3-COL with a restriction on a number of vertices colored with a particular color

Question

If I modify a 3-COL problem (with colors A, B, C) in a way that I now demand that at most, say, 50 vertices may be colored with color A, does the problem still remain NP-complete?

I've been thinking of a reduction from a standard 3-COL, but there is no way that I can solve a standard 3-colorability using the problem described above; I'd have to cut the graph into smaller pieces. Other NP-complete problems I know of, like independence set, have a parameter and in my problem there is a fixed number instead of a parameter. So this got me thinking, that maybe such a problem could be solved in P-time, but this doesn't make sense as I could probably replace 50 with any other number.

So this is simpler than asking whether there is a 3-COL such that at most k vertices receive color A, but still quite hard in general I think.

Am I correct?

Answer 1

For a fixed parameter like 50, the problem can be solved in "polynomial time": guess which vertices to color A, then solving a 2-coloring problem for the remaining vertices. The running time will be something like $O(|V|^{52})$, since there are $O(|V|^{50})$ ways to choose a set of at most 50 vertices; and 2-coloring can be solved in $O(|V|+|E|)=O(|V|^2)$ time.

Of course, this solution is solely of theoretical interest. An algorithm whose running time is $O(|V|^{52})$ is technically polynomial-time, but it's completely and totally infeasible in practice for any interesting graph.

In contrast, if the parameter 50 is part of the input, then the problem remains NP-hard (consider what happens when you pass in $|V|$ as the value of this input; then you have the standard 3-COL problem). This highlights the difference between a value that is fixed vs is an input to the problem.

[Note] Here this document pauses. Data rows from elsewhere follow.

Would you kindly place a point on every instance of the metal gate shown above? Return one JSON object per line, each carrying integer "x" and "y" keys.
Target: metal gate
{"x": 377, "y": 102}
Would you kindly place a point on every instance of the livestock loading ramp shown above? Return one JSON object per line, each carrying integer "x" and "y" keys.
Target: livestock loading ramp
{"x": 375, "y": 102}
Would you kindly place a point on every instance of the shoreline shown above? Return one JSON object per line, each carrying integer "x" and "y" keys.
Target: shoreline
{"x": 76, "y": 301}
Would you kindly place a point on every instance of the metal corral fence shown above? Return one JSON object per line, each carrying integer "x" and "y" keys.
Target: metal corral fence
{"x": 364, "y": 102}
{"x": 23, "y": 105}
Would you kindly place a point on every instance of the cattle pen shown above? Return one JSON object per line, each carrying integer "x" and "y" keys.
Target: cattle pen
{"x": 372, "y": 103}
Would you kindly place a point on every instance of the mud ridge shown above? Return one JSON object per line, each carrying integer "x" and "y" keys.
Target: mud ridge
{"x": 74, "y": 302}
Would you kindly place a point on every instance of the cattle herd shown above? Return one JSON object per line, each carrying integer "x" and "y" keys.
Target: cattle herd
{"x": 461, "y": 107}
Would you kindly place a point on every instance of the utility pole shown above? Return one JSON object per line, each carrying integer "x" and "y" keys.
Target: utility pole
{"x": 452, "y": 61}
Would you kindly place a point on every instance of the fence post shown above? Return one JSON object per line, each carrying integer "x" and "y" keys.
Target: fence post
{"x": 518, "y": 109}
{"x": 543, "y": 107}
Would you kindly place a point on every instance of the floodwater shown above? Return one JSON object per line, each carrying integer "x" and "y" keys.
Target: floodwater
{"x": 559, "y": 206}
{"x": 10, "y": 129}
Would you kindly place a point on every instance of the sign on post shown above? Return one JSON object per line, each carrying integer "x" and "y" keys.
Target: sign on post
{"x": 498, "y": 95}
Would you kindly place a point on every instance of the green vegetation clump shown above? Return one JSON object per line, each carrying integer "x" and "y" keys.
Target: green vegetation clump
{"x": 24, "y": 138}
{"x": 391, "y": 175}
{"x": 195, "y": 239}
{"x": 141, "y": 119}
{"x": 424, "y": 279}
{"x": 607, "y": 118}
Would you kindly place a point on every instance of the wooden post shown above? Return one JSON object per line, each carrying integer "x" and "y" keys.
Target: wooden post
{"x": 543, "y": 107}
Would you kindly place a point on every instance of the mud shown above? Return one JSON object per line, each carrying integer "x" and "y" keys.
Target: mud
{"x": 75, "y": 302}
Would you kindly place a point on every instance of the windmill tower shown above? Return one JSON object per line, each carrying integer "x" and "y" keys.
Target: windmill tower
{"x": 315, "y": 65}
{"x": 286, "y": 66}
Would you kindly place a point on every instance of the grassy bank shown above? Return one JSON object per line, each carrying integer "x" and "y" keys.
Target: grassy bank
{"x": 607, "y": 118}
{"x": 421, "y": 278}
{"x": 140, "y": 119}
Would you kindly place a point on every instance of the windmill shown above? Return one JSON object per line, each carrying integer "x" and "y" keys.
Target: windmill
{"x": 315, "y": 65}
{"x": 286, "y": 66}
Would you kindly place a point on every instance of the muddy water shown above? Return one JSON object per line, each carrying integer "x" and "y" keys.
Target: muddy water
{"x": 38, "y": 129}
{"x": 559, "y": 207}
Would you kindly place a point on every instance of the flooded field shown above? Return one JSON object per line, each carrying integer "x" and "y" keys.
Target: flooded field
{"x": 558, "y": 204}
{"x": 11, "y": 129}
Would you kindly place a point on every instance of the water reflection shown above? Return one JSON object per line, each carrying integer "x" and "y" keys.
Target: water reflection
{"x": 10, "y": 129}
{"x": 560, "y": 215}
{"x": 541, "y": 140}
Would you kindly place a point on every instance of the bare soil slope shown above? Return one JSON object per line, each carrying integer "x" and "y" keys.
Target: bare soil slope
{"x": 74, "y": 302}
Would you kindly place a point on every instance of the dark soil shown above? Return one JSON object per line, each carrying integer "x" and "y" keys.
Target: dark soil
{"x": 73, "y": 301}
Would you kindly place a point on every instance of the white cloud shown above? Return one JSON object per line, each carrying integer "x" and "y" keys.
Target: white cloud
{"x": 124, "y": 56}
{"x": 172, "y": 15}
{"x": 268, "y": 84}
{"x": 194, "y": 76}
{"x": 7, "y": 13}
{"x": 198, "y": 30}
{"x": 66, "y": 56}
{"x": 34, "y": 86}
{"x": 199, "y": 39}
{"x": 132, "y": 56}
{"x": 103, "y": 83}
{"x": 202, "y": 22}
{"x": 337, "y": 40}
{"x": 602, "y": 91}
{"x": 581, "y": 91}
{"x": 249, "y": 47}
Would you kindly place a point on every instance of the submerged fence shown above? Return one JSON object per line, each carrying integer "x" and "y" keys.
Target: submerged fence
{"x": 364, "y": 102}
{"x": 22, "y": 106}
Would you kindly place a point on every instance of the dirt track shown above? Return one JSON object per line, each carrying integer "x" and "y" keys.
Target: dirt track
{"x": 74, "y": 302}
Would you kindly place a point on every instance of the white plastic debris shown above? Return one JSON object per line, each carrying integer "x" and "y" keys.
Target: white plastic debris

Perhaps a simpler example to illustrate that difference is vertex cover: vertex cover is NP-complete, but if I ask you whether there exists a vertex cover of size $\le 50$, that can be done in polynomial time, for similar reasons -- the running time will be $O(|V|^{50})$ or so. In particular, if you want to know whether there exists a vertex cover of size $\le k$, that can be done in $O(|V|^k)$ time. When $k$ is a fixed constant, this is polynomial time; but when $k$ is part of the input, then this is exponential time (it is $\ge 2^k$).

Answer 2

If at most 50 vertices can be colored A, then the problem is in $\mathsf{P}$. Indeed, there are $O(n^{50})$ possibilities for the set of vertices colored A. Go over all such choices in which these vertices are an independent set, delete them, and check whether the remaining graph is bipartite.